I store my personal records almost purely as scans, rather than paper. At two past jobs, I've had access to big multifunction copier/scanner/fax machines (most recently, a Xerox 7655), and they chew through 8.5x11 sheets like candy, outputting nice small 300dpi B&W CCITT4 files while keeping the content extremely readable (even pictures look halfway decent, though I care far more about the text).
Unfortunately, sheet feeders don't work well on odd sized paper, so I scan those on a flatbed scanner. Those generally let the user pick settings like resolution and color depth, but choosing 300dpi B&W, for anything other than nice dark text on bright white paper, almost always ends up producing something illegible, covered in mostly-black or mostly-white speckles.

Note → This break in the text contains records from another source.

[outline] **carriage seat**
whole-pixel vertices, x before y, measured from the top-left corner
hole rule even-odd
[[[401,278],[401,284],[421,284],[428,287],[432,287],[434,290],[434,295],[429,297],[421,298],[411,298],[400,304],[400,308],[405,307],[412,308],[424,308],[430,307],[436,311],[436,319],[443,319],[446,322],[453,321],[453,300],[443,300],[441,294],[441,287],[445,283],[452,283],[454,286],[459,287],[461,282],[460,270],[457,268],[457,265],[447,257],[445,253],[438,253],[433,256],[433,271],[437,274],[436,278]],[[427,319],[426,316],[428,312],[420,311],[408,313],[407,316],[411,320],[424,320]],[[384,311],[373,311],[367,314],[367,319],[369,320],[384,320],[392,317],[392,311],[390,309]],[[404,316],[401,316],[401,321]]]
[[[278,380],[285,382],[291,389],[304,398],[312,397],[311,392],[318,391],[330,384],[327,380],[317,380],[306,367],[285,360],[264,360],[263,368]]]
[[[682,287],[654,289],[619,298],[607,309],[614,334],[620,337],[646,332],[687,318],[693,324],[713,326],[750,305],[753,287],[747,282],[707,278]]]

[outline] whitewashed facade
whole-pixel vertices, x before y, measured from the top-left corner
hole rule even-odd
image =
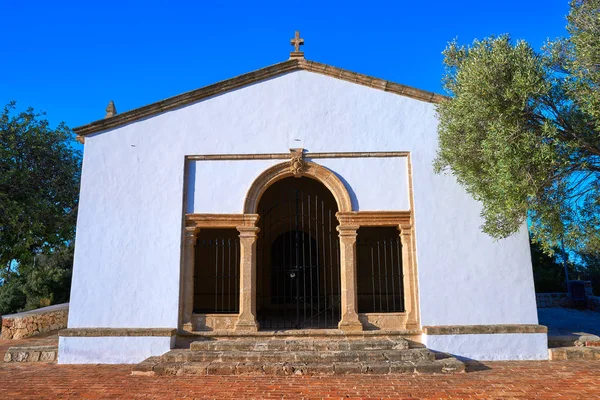
[[[430,349],[547,358],[546,334],[535,328],[527,229],[493,240],[481,232],[480,204],[451,175],[433,171],[440,96],[411,88],[403,95],[398,85],[373,87],[386,82],[306,63],[290,60],[247,83],[234,78],[148,114],[133,110],[76,130],[85,150],[71,333],[60,338],[60,363],[134,363],[168,351],[174,334],[153,329],[190,329],[182,315],[185,216],[244,213],[255,179],[287,162],[252,156],[290,148],[340,179],[352,211],[410,215],[413,328]],[[324,153],[331,157],[311,157]],[[196,157],[206,155],[220,157]]]

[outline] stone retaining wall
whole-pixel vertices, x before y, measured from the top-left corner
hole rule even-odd
[[[571,307],[573,302],[568,293],[536,293],[538,308]]]
[[[4,362],[56,362],[58,346],[10,347]]]
[[[67,327],[69,303],[2,316],[2,339],[22,339]]]
[[[549,307],[572,307],[573,301],[567,293],[536,293],[538,308]],[[587,308],[593,311],[600,311],[600,296],[590,296],[586,293]]]

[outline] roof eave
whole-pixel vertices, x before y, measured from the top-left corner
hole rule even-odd
[[[216,96],[231,90],[241,88],[256,82],[260,82],[278,75],[285,74],[296,70],[306,70],[315,72],[334,78],[342,79],[359,85],[368,86],[374,89],[383,90],[390,93],[399,94],[401,96],[410,97],[416,100],[421,100],[429,103],[439,103],[446,99],[446,96],[439,95],[433,92],[416,89],[410,86],[400,85],[398,83],[385,81],[383,79],[374,78],[368,75],[351,72],[345,69],[332,67],[327,64],[321,64],[305,59],[290,59],[282,63],[273,64],[259,70],[239,75],[234,78],[226,79],[221,82],[214,83],[200,89],[192,90],[177,96],[169,97],[147,106],[139,107],[114,117],[94,121],[87,125],[82,125],[74,128],[73,131],[79,136],[87,136],[93,133],[113,129],[131,122],[139,121],[144,118],[151,117],[173,110],[197,101],[206,99],[211,96]]]

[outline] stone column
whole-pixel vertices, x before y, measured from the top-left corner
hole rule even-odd
[[[411,225],[399,225],[402,244],[402,274],[404,275],[404,309],[406,329],[419,329],[417,305],[417,274],[414,266],[413,229]]]
[[[240,315],[236,331],[257,331],[256,235],[257,227],[238,227],[240,232]]]
[[[182,326],[185,331],[193,331],[192,313],[194,312],[194,267],[196,261],[196,227],[185,228],[183,253],[183,291]]]
[[[338,328],[342,331],[362,331],[358,320],[356,282],[356,231],[358,225],[340,225],[340,278],[342,296],[342,318]]]

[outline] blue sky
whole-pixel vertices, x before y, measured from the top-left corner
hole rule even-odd
[[[566,33],[567,0],[0,1],[0,104],[76,127],[284,61],[307,59],[442,93],[441,52],[510,33]]]

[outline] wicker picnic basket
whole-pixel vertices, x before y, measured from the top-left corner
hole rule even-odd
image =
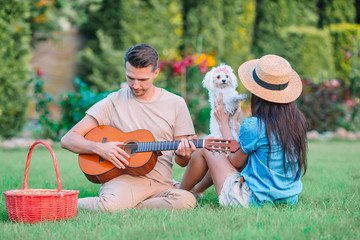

And scanning to greyscale generates files a good 20-30x bigger than B&W.
In Gimp, I can manually tweak such files down to something halfway decent (usually a few passes of contrast and edge enhancement), but the exact steps I take for one file might leave another completely useless, so I can't automate the process.
I don't specifically want a recommendation of a program (though I'll welcome any feedback) to do this; I more want a description of a series of image processing filters in any mainstream photo manipulation program like Photoshop or Gimp that will convert 8 bit greyscale to legible B&W.
The fact that a "real" copier/scanner can do a good job at this gives me hope, since that doesn't require any manual intervention; But I just can't seem to come up with the be-all-end-all set of steps to get what I want.
Any suggestions?
posted by pla to technology (4 answers total) 1 user marked this as a favorite
I'd build up a script chaining Netpbm commands: pnmnorm to force the background to white, then pamditherbw to make a B&W image. (You might also want to take a look at this thread if you want to add OCR; Windows and OS X will index your files so you can quickly find them based on content rather than file location.)
posted by scruss at 7:19 AM on July 26, 2012